For a total of three days and nights the giant silver robot stood in stunned amazement straddling the remains of Knightsbridge, swaying slightly and trying to work out a number of things.
Government deputations came to see it, ranting journalists by the truckload asked each other questions on the air about what they thought of it, flights of fighter bombers tried pathetically to attack it – but no lizards appeared. It scanned the horizon slowly.
At night it was at its most spectacular, floodlit by the teams of television crews who covered it continuously as it continuously did nothing.
It thought and thought and eventually reached a conclusion.
It would have to send out its service robots.
It should have thought of that before, but it was having a number of problems.

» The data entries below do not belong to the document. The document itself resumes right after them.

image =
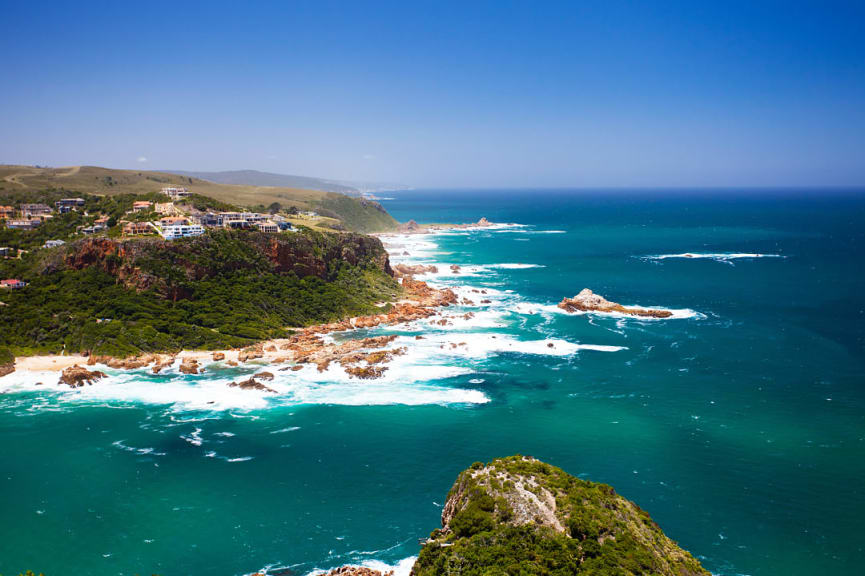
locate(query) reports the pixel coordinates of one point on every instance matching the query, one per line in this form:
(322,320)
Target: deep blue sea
(738,424)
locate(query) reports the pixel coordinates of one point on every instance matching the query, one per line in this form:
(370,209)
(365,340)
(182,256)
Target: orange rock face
(366,358)
(357,571)
(77,376)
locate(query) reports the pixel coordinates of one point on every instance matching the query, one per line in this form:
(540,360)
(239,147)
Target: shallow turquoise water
(741,429)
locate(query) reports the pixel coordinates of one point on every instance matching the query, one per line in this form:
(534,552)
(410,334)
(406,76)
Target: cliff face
(154,263)
(520,516)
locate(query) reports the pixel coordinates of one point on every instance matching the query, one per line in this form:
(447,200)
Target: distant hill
(357,214)
(256,178)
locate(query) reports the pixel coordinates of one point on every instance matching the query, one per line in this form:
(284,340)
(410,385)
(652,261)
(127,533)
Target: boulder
(189,366)
(77,376)
(588,301)
(251,384)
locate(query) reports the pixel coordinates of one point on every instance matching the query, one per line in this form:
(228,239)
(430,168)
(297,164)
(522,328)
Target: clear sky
(465,93)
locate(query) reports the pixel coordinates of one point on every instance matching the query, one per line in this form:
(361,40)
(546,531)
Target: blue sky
(443,93)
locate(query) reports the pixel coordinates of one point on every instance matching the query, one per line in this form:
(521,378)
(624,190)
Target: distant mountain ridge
(257,178)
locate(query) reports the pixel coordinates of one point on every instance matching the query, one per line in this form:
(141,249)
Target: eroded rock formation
(588,301)
(77,376)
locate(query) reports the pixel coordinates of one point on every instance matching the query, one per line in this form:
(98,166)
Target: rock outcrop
(301,254)
(403,270)
(588,301)
(535,516)
(251,384)
(357,571)
(411,227)
(189,366)
(77,376)
(518,515)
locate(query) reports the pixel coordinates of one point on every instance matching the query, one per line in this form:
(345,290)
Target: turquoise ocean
(738,424)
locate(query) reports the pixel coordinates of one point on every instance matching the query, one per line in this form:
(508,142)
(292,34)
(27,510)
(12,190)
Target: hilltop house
(174,231)
(174,221)
(175,192)
(35,210)
(13,284)
(267,226)
(165,208)
(23,224)
(141,206)
(65,205)
(137,228)
(211,219)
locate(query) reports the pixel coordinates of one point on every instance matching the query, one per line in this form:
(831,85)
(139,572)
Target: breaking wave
(725,257)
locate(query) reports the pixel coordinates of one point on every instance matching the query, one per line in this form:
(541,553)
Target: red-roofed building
(141,206)
(12,284)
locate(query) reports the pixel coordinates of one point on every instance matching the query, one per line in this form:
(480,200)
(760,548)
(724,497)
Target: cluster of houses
(182,226)
(30,216)
(173,224)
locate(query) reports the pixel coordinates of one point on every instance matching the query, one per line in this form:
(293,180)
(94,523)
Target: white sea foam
(550,309)
(725,257)
(516,266)
(142,451)
(401,568)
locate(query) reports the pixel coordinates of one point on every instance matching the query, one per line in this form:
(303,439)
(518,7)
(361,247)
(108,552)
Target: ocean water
(738,424)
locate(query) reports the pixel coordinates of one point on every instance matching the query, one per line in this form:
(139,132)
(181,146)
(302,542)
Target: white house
(175,231)
(175,192)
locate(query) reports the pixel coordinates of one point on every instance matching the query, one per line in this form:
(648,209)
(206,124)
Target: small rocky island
(588,301)
(518,515)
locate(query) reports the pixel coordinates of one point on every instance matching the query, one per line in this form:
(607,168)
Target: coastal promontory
(519,515)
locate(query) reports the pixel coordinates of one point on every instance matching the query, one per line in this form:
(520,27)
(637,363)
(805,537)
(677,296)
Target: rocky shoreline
(519,511)
(363,358)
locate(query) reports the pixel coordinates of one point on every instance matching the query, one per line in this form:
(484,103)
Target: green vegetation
(519,516)
(356,214)
(223,289)
(64,226)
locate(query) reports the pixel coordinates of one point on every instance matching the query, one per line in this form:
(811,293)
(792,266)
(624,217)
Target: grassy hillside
(355,214)
(223,289)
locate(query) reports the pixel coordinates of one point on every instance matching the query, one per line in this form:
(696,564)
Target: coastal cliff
(518,515)
(146,263)
(224,289)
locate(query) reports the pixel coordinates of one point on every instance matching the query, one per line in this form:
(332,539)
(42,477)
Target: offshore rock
(357,571)
(77,376)
(189,366)
(251,384)
(588,301)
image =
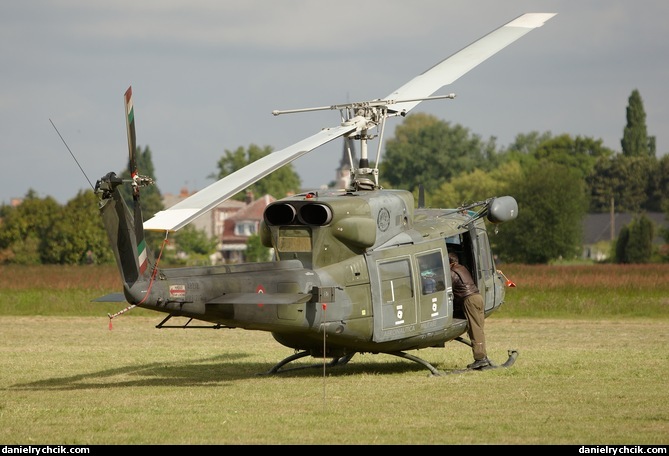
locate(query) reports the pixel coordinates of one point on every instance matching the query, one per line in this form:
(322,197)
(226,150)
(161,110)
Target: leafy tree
(627,180)
(78,237)
(636,142)
(282,182)
(635,241)
(475,186)
(429,151)
(523,147)
(551,207)
(26,229)
(577,153)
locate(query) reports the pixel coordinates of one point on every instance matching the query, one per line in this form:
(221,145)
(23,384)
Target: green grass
(596,374)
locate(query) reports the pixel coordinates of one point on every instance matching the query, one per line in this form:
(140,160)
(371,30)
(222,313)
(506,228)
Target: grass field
(592,369)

The tiny flying robots came screeching out of the hatchway one afternoon in a terrifying cloud of metal. They roamed the surrounding terrain, frantically attacking some things and defending others.
One of them at last found a pet shop with some lizards, but it instantly defended the pet shop for democracy so savagely that little in the area survived.
A turning point came when a crack team of flying screechers discovered the Zoo in Regent’s Park, and most particularly the reptile house.